The group is about half way to completing its fundraising for the project, he said. A fundraising video was released this week.
The Historical Society purchased the building on Ledgelawn in 1997 for $260,000. Its current assessed value is $485,200.
“Before the convent, the society was located in a single room in the Jesup Library basement,” Brechlin said. “Thanks in no small part to the good efforts of curator Deborah Dyer, we paid off the mortgage in just eight years. So many items and artifacts have poured in since that we really need bigger quarters.”
The former St. Edwards Convent was built in 1916 by Col. Edward Morrell and Mrs. Louise Drexel Morrell and was given to the nearby Holy Redeemer Church.
Col. Morrell died before the dedication in 1918, but his and Louise’s likenesses are reproduced in stained glass windows in the chapel on the second floor dedicated to him.
Louise Morrell was a sister to Saint Katherine Drexel, who was canonized in Rome on Oct. 1, 2000. At that time, she was only the second American citizen to be so honored.
When St. Katherine Drexel would visit her sister at her Bar Harbor home “Thirlstane,” she would stay at St. Edward’s Convent. St. Katherine, a wealthy Philadelphia socialite, later founded the Sisters of The Blessed Sacrament. She used her inheritance to found schools and a university.
The convent is included on the National Register of Historic Places.
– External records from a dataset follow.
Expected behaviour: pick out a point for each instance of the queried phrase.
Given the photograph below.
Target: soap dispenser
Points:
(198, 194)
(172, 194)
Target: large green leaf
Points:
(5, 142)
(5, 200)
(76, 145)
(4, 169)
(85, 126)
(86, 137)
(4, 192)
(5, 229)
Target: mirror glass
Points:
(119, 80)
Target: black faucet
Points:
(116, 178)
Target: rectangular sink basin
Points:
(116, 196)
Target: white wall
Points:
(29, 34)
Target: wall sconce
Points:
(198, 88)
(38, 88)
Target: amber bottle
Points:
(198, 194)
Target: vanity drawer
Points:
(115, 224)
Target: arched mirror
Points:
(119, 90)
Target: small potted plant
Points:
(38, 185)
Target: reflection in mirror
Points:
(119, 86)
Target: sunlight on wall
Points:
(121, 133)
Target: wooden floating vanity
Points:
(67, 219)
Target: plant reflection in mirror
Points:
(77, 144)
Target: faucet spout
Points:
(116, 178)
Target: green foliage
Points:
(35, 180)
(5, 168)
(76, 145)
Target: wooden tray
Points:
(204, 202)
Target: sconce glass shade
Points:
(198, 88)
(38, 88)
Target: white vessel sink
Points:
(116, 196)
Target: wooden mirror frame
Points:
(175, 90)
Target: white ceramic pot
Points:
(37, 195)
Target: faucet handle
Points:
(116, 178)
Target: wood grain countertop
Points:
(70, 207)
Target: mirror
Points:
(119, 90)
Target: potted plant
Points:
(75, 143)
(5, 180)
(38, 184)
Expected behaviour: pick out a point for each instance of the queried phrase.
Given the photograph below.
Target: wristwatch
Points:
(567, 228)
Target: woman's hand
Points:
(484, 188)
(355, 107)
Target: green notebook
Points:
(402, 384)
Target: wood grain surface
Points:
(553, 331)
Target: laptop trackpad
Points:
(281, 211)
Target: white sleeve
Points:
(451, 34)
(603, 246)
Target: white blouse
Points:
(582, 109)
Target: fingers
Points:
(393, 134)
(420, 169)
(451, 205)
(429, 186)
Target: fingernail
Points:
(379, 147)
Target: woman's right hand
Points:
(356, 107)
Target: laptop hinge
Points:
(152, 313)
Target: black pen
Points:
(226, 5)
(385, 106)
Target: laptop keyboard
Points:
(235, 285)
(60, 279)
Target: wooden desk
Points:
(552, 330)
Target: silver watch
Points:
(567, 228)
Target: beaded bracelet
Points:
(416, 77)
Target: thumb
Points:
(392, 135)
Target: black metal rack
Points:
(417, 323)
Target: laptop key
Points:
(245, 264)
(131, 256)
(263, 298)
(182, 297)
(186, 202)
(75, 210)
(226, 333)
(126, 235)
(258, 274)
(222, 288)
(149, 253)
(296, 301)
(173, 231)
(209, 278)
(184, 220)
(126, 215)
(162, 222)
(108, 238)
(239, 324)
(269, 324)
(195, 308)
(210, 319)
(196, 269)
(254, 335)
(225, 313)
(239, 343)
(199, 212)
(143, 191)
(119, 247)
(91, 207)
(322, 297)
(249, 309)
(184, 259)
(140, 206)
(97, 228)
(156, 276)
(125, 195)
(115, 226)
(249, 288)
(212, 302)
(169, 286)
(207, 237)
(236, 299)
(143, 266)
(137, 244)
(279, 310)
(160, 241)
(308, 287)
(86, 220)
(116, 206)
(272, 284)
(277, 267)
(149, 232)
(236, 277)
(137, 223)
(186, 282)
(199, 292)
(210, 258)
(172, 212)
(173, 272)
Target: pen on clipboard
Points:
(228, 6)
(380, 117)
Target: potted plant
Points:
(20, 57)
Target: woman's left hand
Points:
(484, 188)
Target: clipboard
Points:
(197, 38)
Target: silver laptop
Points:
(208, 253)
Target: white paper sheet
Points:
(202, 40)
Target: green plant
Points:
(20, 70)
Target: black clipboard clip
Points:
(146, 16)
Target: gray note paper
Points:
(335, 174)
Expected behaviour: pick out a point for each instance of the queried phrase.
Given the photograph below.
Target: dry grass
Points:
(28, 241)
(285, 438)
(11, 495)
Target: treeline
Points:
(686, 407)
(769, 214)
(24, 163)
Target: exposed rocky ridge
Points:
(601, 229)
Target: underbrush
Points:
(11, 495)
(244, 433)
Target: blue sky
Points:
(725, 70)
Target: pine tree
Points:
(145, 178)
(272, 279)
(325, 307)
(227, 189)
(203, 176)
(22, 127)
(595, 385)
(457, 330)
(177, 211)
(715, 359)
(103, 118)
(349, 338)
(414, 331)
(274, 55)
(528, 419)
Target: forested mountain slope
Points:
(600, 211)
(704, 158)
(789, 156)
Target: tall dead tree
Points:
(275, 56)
After being sold by the church, and before being acquired by the Historical Society, it was used as a bed and breakfast. The first floor is used for museum displays and meeting spaces. The second floor houses a chapel, offices and additional storage.
Another property considered as a future home for a Historical Society headquarters and museum was 56 Cottage St., most recently home to the Nakorn Thai restaurant. The Society purchased that property in May 2018 and sold it in December after the La Rochelle deal was announced.